Notice the slight difference in textures here between the loaves. Is the one on the left overproofed?
For some reason, the scoring of the loaf on the left caused a terrible drag mark,
and the loaf deflated horribly.
and the loaf deflated horribly.
The loaves baked up to a nice colour. The HGWW loaf on the right had more oven spring.
12. Is it done?
Yes. But the one on the left had to be persuaded from the tin, the HGWW loaf on the right toppled out on its own when the tray was inverted. They both have a rich dark brown crust.
13. Looking at your loaf
The loaves were cut at breakfast the next day. Perhaps surprisingly, the loaf on the left had an airier crumb, perhaps because it had been left about 10 minutes longer than the HGWW loaf on the right. Despite the fact that the loaf on the left looks deflated, neither one achieved any true oven spring, based on what the crumb looks like.
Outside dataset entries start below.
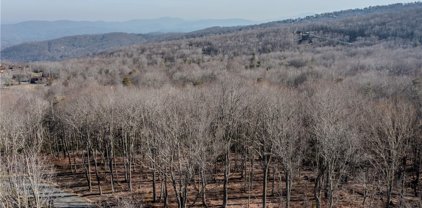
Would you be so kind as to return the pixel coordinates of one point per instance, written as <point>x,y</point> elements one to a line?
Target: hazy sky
<point>119,10</point>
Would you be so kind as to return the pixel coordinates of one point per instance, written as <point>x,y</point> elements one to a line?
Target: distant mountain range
<point>13,34</point>
<point>399,22</point>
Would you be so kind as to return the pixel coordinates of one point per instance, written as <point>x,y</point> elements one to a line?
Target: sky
<point>13,11</point>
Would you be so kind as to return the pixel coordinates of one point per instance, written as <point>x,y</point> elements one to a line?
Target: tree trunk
<point>266,161</point>
<point>288,187</point>
<point>96,173</point>
<point>203,188</point>
<point>154,190</point>
<point>226,176</point>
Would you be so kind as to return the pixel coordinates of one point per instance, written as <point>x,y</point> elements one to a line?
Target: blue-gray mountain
<point>13,34</point>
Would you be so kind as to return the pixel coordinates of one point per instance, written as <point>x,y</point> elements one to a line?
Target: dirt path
<point>64,199</point>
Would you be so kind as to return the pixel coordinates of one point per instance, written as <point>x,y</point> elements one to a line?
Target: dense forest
<point>324,111</point>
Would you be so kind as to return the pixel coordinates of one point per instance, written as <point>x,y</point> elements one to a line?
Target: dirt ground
<point>349,195</point>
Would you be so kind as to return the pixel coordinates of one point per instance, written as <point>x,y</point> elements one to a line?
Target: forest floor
<point>65,198</point>
<point>350,195</point>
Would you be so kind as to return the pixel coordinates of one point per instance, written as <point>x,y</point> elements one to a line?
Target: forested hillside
<point>324,111</point>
But what about the taste? This whole experiment was supposed to be about taste, to see whether the HGWW loaf has any appreciable difference in taste.
There are differences, but the differences are very subtle. the HGWW loaf is mildly nuttier, cleaner tasting. The crust of the loaf on the left is slightly staler: it has a denser texture, a tougher coat, an ever-so-slightly more bitter finish.
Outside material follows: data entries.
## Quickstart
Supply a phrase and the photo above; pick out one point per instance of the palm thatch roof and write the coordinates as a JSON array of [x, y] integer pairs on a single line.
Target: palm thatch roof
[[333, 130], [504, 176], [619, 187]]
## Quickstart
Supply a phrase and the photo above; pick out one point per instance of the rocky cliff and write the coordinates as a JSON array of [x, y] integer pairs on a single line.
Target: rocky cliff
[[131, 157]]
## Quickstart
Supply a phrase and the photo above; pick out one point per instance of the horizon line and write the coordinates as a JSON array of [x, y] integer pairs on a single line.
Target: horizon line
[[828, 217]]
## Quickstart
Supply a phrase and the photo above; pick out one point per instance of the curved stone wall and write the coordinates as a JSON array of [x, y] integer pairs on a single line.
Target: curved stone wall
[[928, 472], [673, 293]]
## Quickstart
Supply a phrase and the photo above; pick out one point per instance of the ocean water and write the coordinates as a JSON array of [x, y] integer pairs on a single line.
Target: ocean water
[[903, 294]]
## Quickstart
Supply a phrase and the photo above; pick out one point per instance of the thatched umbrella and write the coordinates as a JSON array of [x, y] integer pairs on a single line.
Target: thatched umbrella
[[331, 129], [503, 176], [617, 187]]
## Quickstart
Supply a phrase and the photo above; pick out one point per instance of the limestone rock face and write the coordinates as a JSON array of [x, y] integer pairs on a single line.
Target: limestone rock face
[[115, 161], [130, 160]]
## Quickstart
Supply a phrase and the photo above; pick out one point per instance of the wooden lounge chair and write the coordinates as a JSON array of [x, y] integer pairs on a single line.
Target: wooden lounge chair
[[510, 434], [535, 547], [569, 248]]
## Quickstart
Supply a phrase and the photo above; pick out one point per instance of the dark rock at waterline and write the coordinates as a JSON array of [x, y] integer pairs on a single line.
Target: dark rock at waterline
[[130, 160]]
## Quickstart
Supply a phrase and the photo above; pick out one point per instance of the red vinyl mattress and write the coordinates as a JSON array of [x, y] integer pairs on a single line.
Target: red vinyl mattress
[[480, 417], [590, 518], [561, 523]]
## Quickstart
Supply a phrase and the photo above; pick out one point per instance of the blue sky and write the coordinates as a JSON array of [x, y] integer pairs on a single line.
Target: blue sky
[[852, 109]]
It occurs to me that bread bakers lack the distinct vocabulary of wine and beer connoisseurs. One really has to be careful when judging taste that one doesn't merely judge mouth-feel.
Overall, the loaves taste nearly the same. I do not taste rancidity in either loaf.
In my opinion, both of these loaves became stale very quickly. These loaves must be eaten in 2 days, I should say. On the third day, they were distinctly crustier throughout.
Notes to Myself
- Don't forget to Round your loaves after the second proofing: gently tug on their surfaces to tighten them, elongate them, and then let them relax ten minutes or so under an inverted bowl BEFORE shaping them.
- Be careful you don't overproof your loaves.
- Make sure the yeast is frothy before you add it to the flour mixtures.
- More thoughts later when the taste results are in.